Rising rents and stagnant wages have pushed my coworkers and I farther and farther from the university, year over year. This places graduate workers in a double bind: we are increasingly living in areas under-served by public transit, and we generally struggle to access cars. Many of my coworkers cannot afford the upfront and recurring costs of owning a car. Many others are international students, coming from all across the world to live and work in Pittsburgh, but they don’t have access to a driver’s license. For my coworkers and I, public transportation is the lifeline we need to access work, essential services, and be active members of our communities.
For this reason, we are also acutely aware of the limitations of Pittsburgh’s public transit service. Improving the frequency, reliability, and scope of Pittsburgh’s public transit system would go a long way to help us become better instructors and researchers. Having a reliable and frequent transit service that gets me to where I need to go would free up a tremendous amount of mental energy I spend worrying if I will arrive to the class I’m teaching on time. Some of my colleagues stay as late as 3 am performing necessary lab work and experiments; they’ve told me that having access to a bus at that hour would be a tremendous relief. Over decades, Pittsburghers have seen their public transit service decline year over year. As service declines, so does ridership. My coworkers want to take the bus, but infrequent and unreliable service are significant barriers. Instead of thinking about service cuts, we should be thinking about restoring service, so that my coworkers and I can continue to perform the quality instruction and groundbreaking research that the University of Pittsburgh is known for.

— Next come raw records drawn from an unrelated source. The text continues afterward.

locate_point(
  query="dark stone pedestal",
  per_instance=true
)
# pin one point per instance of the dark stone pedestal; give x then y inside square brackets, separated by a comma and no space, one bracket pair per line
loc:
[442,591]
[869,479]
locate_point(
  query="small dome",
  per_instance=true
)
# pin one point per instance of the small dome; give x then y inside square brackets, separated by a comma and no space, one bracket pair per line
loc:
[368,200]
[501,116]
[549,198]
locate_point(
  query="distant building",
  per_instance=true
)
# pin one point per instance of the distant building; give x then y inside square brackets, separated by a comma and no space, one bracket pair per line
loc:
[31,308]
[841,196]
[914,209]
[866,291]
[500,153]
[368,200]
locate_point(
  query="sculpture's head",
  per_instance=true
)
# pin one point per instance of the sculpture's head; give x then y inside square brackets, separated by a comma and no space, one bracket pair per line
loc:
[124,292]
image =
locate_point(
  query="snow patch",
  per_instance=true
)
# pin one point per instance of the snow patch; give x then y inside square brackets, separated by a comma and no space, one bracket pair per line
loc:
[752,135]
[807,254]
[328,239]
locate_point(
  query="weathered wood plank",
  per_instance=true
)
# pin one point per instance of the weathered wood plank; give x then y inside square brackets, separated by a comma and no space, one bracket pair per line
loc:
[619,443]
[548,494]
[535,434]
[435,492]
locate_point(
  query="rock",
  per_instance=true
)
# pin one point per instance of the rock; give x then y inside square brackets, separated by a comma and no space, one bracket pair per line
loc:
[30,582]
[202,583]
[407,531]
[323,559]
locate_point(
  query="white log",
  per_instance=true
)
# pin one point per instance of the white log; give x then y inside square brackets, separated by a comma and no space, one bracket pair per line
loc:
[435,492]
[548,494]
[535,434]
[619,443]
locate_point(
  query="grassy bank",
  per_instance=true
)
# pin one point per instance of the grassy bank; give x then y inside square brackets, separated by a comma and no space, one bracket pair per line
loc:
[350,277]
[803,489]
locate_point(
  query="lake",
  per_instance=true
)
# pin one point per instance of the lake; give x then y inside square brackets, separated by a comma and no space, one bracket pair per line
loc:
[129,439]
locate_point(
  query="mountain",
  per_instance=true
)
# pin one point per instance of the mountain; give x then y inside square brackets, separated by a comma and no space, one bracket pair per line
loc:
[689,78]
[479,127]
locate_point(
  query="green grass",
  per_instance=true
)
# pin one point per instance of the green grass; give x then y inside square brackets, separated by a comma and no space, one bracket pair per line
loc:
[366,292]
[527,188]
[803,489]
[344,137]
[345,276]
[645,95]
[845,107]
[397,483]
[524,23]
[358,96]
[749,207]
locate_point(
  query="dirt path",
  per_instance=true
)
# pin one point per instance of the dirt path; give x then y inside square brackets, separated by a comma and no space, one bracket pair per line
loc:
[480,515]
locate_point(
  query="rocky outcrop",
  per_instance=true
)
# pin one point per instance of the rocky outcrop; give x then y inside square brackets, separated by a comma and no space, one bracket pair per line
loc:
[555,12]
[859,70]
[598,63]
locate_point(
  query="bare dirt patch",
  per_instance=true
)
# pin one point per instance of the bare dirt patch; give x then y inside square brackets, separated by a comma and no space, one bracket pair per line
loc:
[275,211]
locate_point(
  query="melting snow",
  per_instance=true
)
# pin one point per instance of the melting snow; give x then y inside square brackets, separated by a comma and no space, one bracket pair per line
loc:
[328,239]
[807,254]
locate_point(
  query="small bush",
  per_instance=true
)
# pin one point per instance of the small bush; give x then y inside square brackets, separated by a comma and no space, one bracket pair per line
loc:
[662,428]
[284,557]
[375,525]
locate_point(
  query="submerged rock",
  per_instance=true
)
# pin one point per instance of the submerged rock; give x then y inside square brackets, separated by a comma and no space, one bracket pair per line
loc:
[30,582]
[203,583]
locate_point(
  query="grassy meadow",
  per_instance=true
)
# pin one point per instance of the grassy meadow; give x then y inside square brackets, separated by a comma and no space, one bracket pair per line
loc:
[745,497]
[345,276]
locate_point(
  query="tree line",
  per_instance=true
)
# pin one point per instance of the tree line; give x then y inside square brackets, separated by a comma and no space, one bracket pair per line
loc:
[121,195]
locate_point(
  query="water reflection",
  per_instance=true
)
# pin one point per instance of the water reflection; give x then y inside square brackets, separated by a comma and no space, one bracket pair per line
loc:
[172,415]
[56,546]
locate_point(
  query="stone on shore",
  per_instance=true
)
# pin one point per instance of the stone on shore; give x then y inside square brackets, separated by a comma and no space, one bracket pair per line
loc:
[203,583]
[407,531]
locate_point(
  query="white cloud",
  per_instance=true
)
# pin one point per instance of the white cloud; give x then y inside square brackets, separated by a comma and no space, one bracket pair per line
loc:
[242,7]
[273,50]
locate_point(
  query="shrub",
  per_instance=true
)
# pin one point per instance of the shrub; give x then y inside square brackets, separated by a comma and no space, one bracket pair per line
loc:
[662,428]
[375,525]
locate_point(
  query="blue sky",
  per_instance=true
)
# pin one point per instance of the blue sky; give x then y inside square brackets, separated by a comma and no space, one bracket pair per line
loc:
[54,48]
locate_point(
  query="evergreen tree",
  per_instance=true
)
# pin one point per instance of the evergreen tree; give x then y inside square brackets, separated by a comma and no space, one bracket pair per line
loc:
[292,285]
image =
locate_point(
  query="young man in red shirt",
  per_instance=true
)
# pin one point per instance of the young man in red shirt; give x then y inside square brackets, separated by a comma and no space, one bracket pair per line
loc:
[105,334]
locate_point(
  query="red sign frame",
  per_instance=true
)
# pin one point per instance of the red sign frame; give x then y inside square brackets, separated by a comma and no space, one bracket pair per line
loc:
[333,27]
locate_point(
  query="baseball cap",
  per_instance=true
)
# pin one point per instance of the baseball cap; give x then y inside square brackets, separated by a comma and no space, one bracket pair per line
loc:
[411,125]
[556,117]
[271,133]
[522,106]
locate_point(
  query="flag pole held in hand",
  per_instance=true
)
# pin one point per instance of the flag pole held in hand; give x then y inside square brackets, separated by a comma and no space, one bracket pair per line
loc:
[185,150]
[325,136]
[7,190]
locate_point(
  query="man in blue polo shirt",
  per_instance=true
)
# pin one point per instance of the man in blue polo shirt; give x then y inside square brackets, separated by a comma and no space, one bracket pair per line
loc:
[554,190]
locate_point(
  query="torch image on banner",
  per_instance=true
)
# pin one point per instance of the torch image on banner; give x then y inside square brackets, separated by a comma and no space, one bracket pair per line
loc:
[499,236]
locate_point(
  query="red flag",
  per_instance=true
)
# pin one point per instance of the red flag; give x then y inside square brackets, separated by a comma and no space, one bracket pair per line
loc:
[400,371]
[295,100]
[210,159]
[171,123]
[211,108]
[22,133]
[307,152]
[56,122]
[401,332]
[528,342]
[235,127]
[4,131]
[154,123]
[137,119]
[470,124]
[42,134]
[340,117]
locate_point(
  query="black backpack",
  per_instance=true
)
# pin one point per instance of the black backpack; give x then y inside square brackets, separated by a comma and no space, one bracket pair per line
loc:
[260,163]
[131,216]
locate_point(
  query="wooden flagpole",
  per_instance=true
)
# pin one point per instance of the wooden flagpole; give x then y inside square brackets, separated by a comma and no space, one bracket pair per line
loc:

After talking to hundreds of my coworkers, one thing is clear: we need to invest in our public transit. As an anchor institution, it is vital that our colleges and universities pay their fare share into our transit system. Through collective bargaining, my coworkers and I can guarantee our access to public transportation while also ensuring that the University of Pittsburgh continues to pay into the county’s public transit system. In addition to local institutions, state and federal funding for public transit is also essential to expanding service. With local, state, and federal support, and the ability to use these funds to expand operations, we can pay our transit workers a family wage. By paying our operators a family wage, we stabilize our transit workforce, which is a critical component in expanding service, increasing frequency and expanding routes. Graduate workers play key roles in keeping our local higher education institutions run and we rely on public transit every day to connect us to work, healthcare, childcare, and our community. Investing in public transportation does not just benefit the health and wellbeing of my coworkers, but for working families, employers, and our communities more broadly.
Transit keeps our communities connected, enabling us to live and to thrive.